A first-term council member elected in 2017, he fell short of the DFL endorsement this year but has backing from progressive organizations including Take Action Minnesota and College Democrats of Minnesota.

Fletcher has grilled Arradondo over police budget requests, requesting the department show how more money and patrols will stem the tide of gun violence. That strategy, he said, "has not been working very well and has not been addressing carjackings, has not been addressing the rise in violent crime with any particular effectiveness."

He faces challenges from Loring Park resident Hope Hennessey, General Mills sales director Merv Moorhead and longtime St. Anthony West Neighborhood Organization member Michael Rainville.

Moorhead and Rainville are both endorsed by the DFL Senior Caucus and pro-police organization Operation Safety Now. Each has accused Fletcher of ignoring constituents who do not agree with his approach to policing.

Political newcomer Moorhead was a member of the Downtown Minneapolis Neighborhood Association's public safety task force, which published a survey of 1,100 downtown residents earlier this year showing an overwhelming majority of respondents were concerned about crime and proposals to defund the police.

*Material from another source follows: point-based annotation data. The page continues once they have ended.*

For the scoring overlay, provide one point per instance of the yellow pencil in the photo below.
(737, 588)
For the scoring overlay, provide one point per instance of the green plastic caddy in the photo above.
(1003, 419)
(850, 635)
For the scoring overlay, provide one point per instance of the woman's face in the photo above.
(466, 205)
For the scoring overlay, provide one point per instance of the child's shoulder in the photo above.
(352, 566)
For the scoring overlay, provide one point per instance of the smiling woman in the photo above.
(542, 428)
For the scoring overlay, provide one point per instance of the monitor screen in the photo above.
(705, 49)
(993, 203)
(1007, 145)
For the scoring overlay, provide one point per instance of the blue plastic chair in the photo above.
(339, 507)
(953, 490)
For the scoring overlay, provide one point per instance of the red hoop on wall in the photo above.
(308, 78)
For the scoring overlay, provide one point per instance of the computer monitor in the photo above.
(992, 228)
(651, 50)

Moorhead says small business owners tell him their clients are more wary of downtown than ever and he believes restoring a sense of safety also will save service industry jobs. "When people are looking at what the total economic impact is to Minneapolis, people don't see those folks. They don't recognize the job losses," he said. "We can't just do it with small business, unfortunately. When one-third of Target moves out, that's such a huge hit."

He said he would retire early from General Mills if elected.

Rainville is newly retired from the local tourism agency Meet Minneapolis, boosting downtown's hospitality and entertainment sectors. As a member of his neighborhood association, he went out of his way to cultivate relationships with police, inviting them to accompany residents on walking cleanups of St. Anthony West.

"When you have [police] running from call to call and not having the time to communicate with people, it puts a stress on them," Rainville said. "If you want better results in any programming, you have to spend more money and thought on it." He is looking to county, state and federal sources for funding to build out Minneapolis' social services and mental health co-responder programs.

Hennessey, whose campaign filing shows she lives in the Seventh Ward, has 30 days before the Nov. 2 election to move to the Third. She did not respond to interview requests.